Senators discussed the original intent of the statement after it received widespread uproar from faculty. An open letter by philosophy professor Dr. Ronnie Littlejohn criticized the document for potentially stripping faculty of academic freedoms.
Dr. Mark Volker said debate stemmed from a misunderstanding of the statement’s purpose, along with a misconception that the draft would be voted on in its current form. Volker represents the College of Music and Performing Arts graduate program in the senate and is one of the seven members of the ad hoc committee who created the statement.

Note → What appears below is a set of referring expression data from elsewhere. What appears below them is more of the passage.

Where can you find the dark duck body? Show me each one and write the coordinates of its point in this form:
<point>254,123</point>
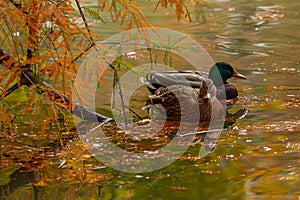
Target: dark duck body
<point>182,102</point>
<point>191,88</point>
<point>219,74</point>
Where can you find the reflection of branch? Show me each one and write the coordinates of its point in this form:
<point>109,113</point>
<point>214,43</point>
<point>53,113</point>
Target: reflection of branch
<point>201,132</point>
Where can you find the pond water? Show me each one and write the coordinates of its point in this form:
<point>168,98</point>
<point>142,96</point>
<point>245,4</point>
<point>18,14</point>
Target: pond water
<point>258,157</point>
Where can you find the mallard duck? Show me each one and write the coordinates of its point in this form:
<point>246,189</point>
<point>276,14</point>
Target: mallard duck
<point>219,74</point>
<point>192,88</point>
<point>181,102</point>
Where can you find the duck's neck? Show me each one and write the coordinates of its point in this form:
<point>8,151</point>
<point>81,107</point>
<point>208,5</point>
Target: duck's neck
<point>217,79</point>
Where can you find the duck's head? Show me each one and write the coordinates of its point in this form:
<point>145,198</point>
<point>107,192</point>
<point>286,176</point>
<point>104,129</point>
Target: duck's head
<point>221,72</point>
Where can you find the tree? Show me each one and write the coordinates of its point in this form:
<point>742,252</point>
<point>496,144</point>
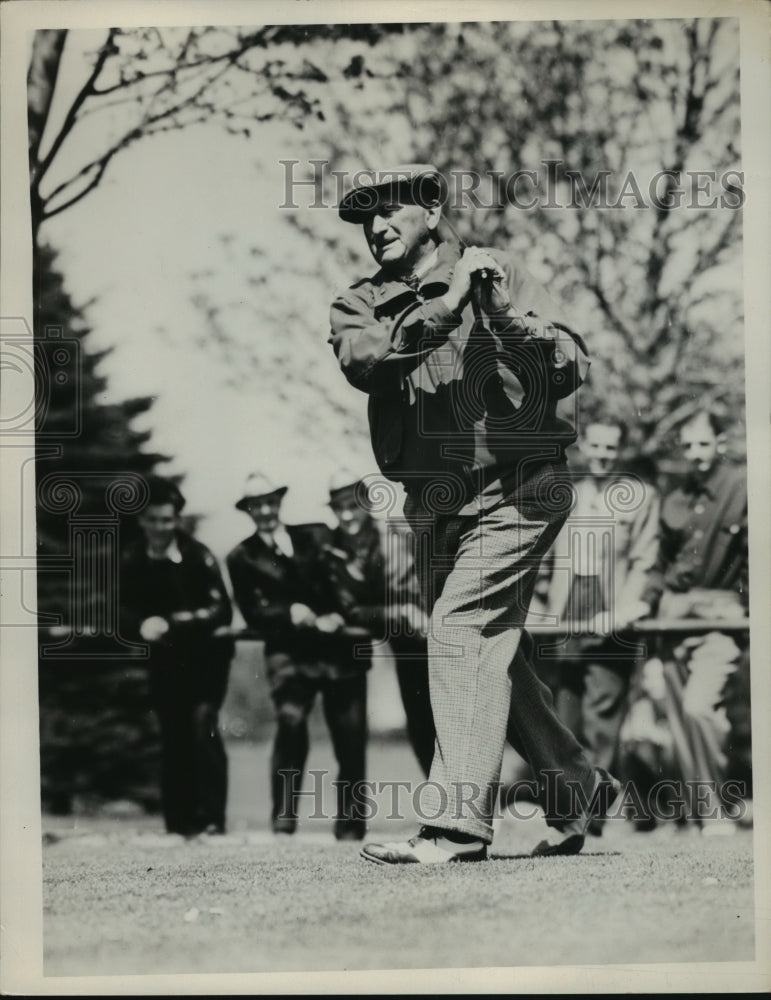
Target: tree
<point>97,737</point>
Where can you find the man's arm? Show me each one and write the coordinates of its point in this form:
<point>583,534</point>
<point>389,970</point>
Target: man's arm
<point>519,309</point>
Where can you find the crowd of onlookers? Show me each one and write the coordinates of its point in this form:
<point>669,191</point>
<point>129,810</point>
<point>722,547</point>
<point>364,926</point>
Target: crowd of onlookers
<point>638,622</point>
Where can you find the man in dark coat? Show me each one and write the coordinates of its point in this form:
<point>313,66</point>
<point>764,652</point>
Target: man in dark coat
<point>372,565</point>
<point>173,598</point>
<point>281,585</point>
<point>464,358</point>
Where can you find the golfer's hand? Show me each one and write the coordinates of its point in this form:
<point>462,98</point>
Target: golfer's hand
<point>153,629</point>
<point>631,612</point>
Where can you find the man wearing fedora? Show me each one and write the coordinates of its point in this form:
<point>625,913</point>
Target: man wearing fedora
<point>281,586</point>
<point>464,358</point>
<point>173,598</point>
<point>372,566</point>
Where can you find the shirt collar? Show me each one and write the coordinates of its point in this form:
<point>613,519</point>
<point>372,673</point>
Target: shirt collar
<point>280,540</point>
<point>172,553</point>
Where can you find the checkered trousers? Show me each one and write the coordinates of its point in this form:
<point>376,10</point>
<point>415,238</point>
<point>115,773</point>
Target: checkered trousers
<point>478,574</point>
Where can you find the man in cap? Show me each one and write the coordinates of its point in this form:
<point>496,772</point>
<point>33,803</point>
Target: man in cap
<point>281,586</point>
<point>173,598</point>
<point>702,572</point>
<point>465,358</point>
<point>373,568</point>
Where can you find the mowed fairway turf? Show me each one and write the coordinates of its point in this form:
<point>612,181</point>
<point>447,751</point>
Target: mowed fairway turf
<point>124,899</point>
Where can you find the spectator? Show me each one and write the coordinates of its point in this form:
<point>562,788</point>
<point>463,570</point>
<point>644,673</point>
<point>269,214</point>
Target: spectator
<point>173,598</point>
<point>373,566</point>
<point>600,561</point>
<point>281,585</point>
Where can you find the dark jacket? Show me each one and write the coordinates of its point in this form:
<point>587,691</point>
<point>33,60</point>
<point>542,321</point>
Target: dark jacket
<point>446,395</point>
<point>704,536</point>
<point>190,595</point>
<point>266,583</point>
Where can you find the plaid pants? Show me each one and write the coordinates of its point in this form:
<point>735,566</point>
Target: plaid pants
<point>477,574</point>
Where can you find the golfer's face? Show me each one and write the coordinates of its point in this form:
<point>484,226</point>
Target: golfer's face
<point>350,516</point>
<point>159,522</point>
<point>264,513</point>
<point>600,445</point>
<point>397,234</point>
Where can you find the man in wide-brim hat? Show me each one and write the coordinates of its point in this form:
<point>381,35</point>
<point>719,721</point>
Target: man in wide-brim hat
<point>465,358</point>
<point>281,586</point>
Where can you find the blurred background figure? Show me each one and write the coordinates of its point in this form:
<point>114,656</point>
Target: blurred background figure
<point>373,566</point>
<point>282,586</point>
<point>601,561</point>
<point>173,599</point>
<point>696,692</point>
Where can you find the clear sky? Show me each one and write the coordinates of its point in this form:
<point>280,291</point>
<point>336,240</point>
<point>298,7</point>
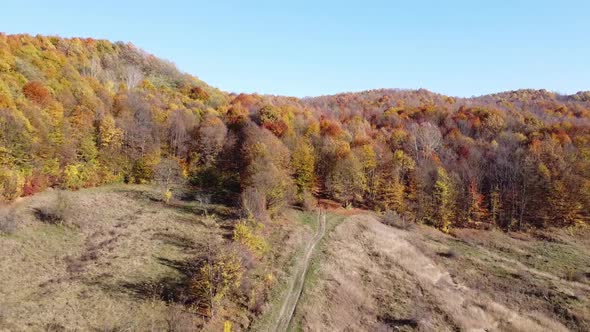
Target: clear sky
<point>308,48</point>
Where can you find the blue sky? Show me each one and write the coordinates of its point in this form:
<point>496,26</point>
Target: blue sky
<point>308,48</point>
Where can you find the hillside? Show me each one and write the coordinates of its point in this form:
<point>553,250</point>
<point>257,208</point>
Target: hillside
<point>132,190</point>
<point>81,112</point>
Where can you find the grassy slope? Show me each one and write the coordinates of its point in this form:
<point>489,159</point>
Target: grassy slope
<point>118,262</point>
<point>543,276</point>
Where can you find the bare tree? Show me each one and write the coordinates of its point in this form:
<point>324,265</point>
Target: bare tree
<point>425,139</point>
<point>133,76</point>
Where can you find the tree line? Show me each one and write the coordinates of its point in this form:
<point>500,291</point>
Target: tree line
<point>78,113</point>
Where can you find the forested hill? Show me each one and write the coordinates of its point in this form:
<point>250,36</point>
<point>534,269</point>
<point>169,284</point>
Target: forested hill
<point>81,112</point>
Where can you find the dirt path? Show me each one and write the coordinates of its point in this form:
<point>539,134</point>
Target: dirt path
<point>292,297</point>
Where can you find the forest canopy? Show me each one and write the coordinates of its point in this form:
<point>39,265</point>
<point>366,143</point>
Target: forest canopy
<point>77,113</point>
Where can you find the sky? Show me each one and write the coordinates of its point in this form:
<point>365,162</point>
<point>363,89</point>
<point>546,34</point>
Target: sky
<point>310,48</point>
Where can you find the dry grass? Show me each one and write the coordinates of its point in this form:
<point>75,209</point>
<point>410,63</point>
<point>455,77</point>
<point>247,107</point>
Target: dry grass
<point>8,220</point>
<point>378,278</point>
<point>73,274</point>
<point>118,259</point>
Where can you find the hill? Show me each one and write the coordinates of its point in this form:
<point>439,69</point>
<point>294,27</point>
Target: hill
<point>78,113</point>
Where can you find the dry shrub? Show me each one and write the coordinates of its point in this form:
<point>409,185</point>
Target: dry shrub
<point>394,219</point>
<point>307,201</point>
<point>56,211</point>
<point>254,204</point>
<point>8,222</point>
<point>450,253</point>
<point>180,320</point>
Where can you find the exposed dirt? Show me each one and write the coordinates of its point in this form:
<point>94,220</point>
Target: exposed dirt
<point>296,287</point>
<point>378,278</point>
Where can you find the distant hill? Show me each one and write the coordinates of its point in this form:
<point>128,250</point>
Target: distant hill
<point>83,112</point>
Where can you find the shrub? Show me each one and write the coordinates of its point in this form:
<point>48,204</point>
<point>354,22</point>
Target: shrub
<point>36,92</point>
<point>56,211</point>
<point>8,222</point>
<point>217,276</point>
<point>396,220</point>
<point>11,184</point>
<point>247,233</point>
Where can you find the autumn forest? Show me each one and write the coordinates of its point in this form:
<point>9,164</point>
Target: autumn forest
<point>78,113</point>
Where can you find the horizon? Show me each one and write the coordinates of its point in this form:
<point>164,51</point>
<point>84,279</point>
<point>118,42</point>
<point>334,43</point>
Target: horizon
<point>462,50</point>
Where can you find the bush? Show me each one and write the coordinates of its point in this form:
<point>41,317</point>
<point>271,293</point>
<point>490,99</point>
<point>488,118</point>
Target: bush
<point>11,184</point>
<point>394,219</point>
<point>8,222</point>
<point>55,212</point>
<point>248,234</point>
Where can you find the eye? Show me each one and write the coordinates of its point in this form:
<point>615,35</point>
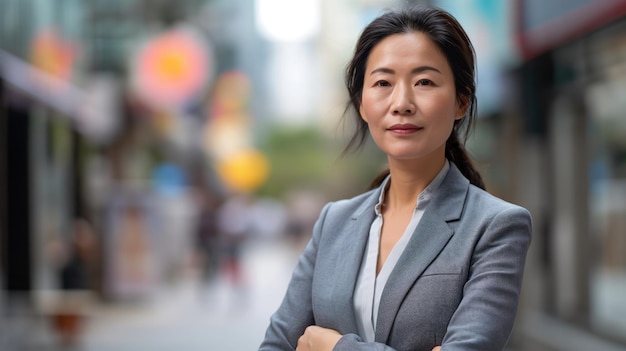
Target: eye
<point>424,82</point>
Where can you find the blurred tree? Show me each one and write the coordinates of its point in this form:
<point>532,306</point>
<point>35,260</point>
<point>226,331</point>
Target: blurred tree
<point>305,158</point>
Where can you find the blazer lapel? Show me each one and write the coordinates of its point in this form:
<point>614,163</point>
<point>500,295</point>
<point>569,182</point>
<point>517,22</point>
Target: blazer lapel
<point>349,263</point>
<point>430,237</point>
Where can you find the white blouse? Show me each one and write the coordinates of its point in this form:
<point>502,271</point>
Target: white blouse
<point>369,287</point>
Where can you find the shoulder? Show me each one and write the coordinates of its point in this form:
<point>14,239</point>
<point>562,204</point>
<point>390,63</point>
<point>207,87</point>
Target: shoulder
<point>350,206</point>
<point>484,204</point>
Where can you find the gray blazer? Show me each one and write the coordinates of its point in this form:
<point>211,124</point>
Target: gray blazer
<point>457,283</point>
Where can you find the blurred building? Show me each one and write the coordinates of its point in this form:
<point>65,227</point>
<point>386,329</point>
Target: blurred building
<point>572,172</point>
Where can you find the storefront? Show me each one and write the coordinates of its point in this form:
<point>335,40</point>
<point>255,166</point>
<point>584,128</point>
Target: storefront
<point>572,95</point>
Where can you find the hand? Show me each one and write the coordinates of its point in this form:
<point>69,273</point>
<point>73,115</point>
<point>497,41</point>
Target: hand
<point>318,339</point>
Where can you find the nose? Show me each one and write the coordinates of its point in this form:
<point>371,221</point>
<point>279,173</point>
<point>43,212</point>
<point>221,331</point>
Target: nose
<point>403,100</point>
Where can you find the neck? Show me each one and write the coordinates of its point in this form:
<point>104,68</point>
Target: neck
<point>408,180</point>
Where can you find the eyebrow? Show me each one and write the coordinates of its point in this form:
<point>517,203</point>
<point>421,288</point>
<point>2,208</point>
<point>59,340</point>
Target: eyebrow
<point>415,70</point>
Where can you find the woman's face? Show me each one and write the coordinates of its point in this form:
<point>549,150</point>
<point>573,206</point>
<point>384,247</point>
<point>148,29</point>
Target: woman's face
<point>409,100</point>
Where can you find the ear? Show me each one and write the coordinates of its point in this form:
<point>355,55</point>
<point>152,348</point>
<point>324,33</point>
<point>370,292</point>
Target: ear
<point>462,106</point>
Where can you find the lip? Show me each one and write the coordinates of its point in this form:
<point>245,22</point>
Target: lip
<point>405,128</point>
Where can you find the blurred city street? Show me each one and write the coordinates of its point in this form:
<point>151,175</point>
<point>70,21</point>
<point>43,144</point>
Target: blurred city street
<point>191,315</point>
<point>162,163</point>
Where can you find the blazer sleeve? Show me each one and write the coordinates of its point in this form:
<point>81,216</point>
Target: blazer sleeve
<point>295,312</point>
<point>484,319</point>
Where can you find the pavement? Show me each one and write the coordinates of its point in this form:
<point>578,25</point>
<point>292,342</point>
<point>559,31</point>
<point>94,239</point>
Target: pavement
<point>193,315</point>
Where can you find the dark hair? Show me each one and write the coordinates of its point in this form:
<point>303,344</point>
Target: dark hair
<point>446,32</point>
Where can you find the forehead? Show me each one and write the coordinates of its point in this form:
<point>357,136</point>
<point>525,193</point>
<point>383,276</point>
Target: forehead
<point>414,48</point>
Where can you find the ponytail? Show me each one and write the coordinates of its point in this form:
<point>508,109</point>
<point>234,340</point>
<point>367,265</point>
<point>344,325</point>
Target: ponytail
<point>456,153</point>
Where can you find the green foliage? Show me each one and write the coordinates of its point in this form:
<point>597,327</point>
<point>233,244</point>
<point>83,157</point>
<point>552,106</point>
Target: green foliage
<point>305,158</point>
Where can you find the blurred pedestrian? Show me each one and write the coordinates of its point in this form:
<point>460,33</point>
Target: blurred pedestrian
<point>235,228</point>
<point>207,239</point>
<point>77,263</point>
<point>426,259</point>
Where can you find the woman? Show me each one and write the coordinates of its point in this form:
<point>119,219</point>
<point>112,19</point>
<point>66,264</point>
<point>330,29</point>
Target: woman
<point>427,259</point>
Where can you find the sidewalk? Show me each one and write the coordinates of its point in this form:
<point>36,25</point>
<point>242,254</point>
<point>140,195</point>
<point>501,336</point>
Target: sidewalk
<point>192,317</point>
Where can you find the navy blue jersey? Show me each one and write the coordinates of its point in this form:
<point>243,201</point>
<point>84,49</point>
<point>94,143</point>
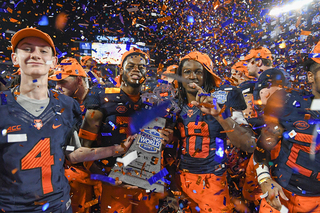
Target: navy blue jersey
<point>200,134</point>
<point>295,171</point>
<point>32,155</point>
<point>117,108</point>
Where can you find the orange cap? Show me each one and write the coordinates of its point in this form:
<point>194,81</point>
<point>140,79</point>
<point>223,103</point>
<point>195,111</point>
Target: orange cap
<point>241,67</point>
<point>18,72</point>
<point>171,69</point>
<point>315,54</point>
<point>206,62</point>
<point>84,59</point>
<point>260,52</point>
<point>133,50</point>
<point>31,32</point>
<point>67,67</point>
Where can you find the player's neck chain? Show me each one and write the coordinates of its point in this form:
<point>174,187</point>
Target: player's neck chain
<point>16,91</point>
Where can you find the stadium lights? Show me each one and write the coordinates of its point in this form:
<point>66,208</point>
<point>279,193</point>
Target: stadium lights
<point>286,8</point>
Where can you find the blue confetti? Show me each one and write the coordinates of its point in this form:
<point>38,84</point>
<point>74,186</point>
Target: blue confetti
<point>45,207</point>
<point>158,176</point>
<point>44,21</point>
<point>243,36</point>
<point>93,78</point>
<point>197,120</point>
<point>195,8</point>
<point>112,124</point>
<point>226,114</point>
<point>219,150</point>
<point>112,81</point>
<point>226,23</point>
<point>106,134</point>
<point>190,19</point>
<point>204,94</point>
<point>103,178</point>
<point>59,76</point>
<point>128,44</point>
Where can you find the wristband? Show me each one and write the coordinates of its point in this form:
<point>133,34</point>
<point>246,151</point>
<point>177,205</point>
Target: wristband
<point>262,172</point>
<point>264,180</point>
<point>264,195</point>
<point>87,135</point>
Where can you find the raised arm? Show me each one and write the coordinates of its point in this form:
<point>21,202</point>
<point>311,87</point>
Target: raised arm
<point>240,136</point>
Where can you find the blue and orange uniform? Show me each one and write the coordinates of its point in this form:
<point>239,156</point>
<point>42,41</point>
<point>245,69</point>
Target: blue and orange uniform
<point>84,191</point>
<point>298,175</point>
<point>32,154</point>
<point>203,159</point>
<point>117,108</point>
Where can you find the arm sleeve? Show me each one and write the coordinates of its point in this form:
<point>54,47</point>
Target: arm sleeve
<point>235,99</point>
<point>93,98</point>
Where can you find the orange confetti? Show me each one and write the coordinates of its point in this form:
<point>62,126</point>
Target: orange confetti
<point>9,10</point>
<point>61,21</point>
<point>226,131</point>
<point>105,162</point>
<point>167,18</point>
<point>14,171</point>
<point>13,20</point>
<point>305,32</point>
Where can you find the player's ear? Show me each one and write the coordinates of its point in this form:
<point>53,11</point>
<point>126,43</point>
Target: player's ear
<point>310,77</point>
<point>54,62</point>
<point>14,58</point>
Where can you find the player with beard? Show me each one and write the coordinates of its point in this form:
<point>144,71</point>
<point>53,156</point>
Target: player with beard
<point>107,123</point>
<point>71,80</point>
<point>204,123</point>
<point>292,124</point>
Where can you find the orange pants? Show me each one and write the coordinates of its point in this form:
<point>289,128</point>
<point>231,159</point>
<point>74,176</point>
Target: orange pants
<point>213,197</point>
<point>82,189</point>
<point>123,200</point>
<point>251,190</point>
<point>295,204</point>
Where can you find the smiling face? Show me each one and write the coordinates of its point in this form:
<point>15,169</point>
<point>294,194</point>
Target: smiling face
<point>34,56</point>
<point>193,71</point>
<point>134,70</point>
<point>68,86</point>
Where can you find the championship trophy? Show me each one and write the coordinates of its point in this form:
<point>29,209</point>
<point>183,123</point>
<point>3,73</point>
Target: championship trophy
<point>141,165</point>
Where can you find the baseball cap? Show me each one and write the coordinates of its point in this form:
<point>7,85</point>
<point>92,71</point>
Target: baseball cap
<point>259,52</point>
<point>315,53</point>
<point>84,59</point>
<point>31,32</point>
<point>132,51</point>
<point>241,67</point>
<point>206,62</point>
<point>171,69</point>
<point>67,67</point>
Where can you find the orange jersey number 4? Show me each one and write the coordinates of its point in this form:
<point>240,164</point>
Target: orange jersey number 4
<point>45,161</point>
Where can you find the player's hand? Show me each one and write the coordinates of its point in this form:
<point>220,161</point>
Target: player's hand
<point>123,147</point>
<point>206,104</point>
<point>121,184</point>
<point>166,135</point>
<point>274,191</point>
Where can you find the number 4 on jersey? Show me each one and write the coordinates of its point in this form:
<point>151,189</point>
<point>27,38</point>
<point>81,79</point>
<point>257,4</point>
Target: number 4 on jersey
<point>39,157</point>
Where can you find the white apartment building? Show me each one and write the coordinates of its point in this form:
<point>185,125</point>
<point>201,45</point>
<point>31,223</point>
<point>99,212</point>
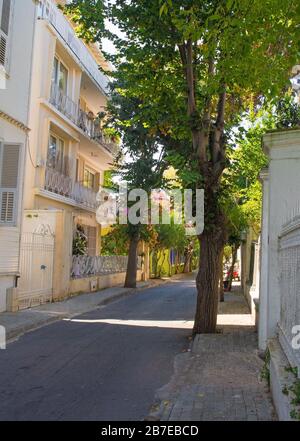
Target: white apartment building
<point>16,44</point>
<point>54,154</point>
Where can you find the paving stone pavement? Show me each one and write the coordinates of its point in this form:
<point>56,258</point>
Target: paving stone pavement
<point>218,378</point>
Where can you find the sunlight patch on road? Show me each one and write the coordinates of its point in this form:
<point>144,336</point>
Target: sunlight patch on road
<point>223,319</point>
<point>235,320</point>
<point>177,324</point>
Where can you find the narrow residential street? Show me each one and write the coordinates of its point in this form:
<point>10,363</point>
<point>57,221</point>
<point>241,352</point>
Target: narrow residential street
<point>103,365</point>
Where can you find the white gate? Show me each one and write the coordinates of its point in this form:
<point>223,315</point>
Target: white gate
<point>36,267</point>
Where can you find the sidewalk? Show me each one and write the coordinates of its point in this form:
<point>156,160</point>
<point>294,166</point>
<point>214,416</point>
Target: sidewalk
<point>218,378</point>
<point>17,323</point>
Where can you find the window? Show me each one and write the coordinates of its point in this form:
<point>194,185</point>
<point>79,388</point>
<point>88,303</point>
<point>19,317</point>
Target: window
<point>60,75</point>
<point>9,178</point>
<point>89,178</point>
<point>56,153</point>
<point>5,15</point>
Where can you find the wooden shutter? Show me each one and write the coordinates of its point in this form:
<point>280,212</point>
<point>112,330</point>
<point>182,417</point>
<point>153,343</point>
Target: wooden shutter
<point>5,12</point>
<point>9,171</point>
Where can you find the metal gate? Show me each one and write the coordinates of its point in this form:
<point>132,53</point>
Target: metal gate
<point>36,267</point>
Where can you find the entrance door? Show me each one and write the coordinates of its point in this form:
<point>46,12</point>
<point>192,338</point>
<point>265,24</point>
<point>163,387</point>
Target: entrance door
<point>36,267</point>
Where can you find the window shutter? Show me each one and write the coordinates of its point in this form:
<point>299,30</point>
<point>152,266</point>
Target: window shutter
<point>9,170</point>
<point>4,30</point>
<point>97,182</point>
<point>92,240</point>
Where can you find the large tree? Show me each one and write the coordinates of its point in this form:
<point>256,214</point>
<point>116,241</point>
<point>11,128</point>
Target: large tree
<point>197,66</point>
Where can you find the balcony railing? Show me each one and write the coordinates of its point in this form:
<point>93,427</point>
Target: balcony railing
<point>85,121</point>
<point>87,266</point>
<point>62,185</point>
<point>49,11</point>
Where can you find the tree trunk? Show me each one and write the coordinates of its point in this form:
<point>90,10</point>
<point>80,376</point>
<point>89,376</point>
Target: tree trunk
<point>130,281</point>
<point>234,255</point>
<point>212,242</point>
<point>221,295</point>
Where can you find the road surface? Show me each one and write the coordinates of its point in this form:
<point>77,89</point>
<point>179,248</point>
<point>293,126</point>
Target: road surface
<point>104,365</point>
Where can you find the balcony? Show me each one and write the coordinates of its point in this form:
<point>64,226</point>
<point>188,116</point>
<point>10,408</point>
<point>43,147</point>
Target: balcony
<point>87,122</point>
<point>63,103</point>
<point>62,185</point>
<point>49,11</point>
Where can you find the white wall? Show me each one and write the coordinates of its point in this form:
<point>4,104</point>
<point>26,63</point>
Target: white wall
<point>14,99</point>
<point>282,195</point>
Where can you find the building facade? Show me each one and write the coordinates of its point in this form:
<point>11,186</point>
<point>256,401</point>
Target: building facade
<point>15,85</point>
<point>279,294</point>
<point>55,152</point>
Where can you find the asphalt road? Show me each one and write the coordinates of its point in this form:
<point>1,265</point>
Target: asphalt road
<point>105,365</point>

“If I had thought that that was going to be the final document, I wouldn’t have wanted that to happen, because I actually was not exactly satisfied with it in its form,” said Volker, who added that his committee intended to present the statement to faculty as something to be discussed and revised.
Volker also provided context for the statement, saying it was never meant to replace the academic freedom policy currently in the faculty handbook, but to stand alone as a set of principles used to define what the academic freedoms of Belmont faculty are.
The committee initially wanted to sign on to the Chicago principles, written by faculty at the University of Chicago, but the proposal was returned to the senators by then-President Dr. Bob Fisher.
“We were told, as the senate, that the president wouldn’t agree to that, but he would agree to a set of principles that were more tailored to Belmont,” said Volker.
The Chicago principles are meant to advise professors on their academic freedoms and protect them in matters related to free speech and expression when educating their students.
While it has been adopted by many universities, some leaders at Belmont — including Fisher — felt the university needed a version of the principles that applied more to a Christian institution, Griffith said in the meeting.
Volker said his committee began to draft a statement with more Christian language and reference to scripture. But overall, Volker said the intent was to give faculty a “framework” with which to defend their academic freedom.
“There have been speakers that have been prevented from coming because they are controversial in some way. But more often than not, it’s just because they have profanity in their books or something like that,” said Volker.
Despite Volker hoping the senate could discuss and revise the document to make it “more in line with what everyone wants,” the senate voted to allow faculty senate president Griffith to withdraw the statement, with Griffith saying the damage caused by the backlash was likely irreversible.
“I think pragmatically, practically, anything that comes from this now is going to be remembered as that thing. We’re not gonna be able to undo that association,” said Griffith during the meeting.
Faculty senator Dr. Anthony Blash also made the point that a preamble should have accompanied the statement draft explaining exactly what it was.
“Sometimes when you just hand somebody something and there’s no instructions, misunderstandings can occur,” said Blash.
Some, including Volker, wish to eventually present a clearer statement and avoid any miscommunication.
“I also think that we should probably feel that we have a responsibility to prevent something like this from happening again, because there’s obviously a communication breakdown here on what exactly it was we were doing,” Volker said during the meeting.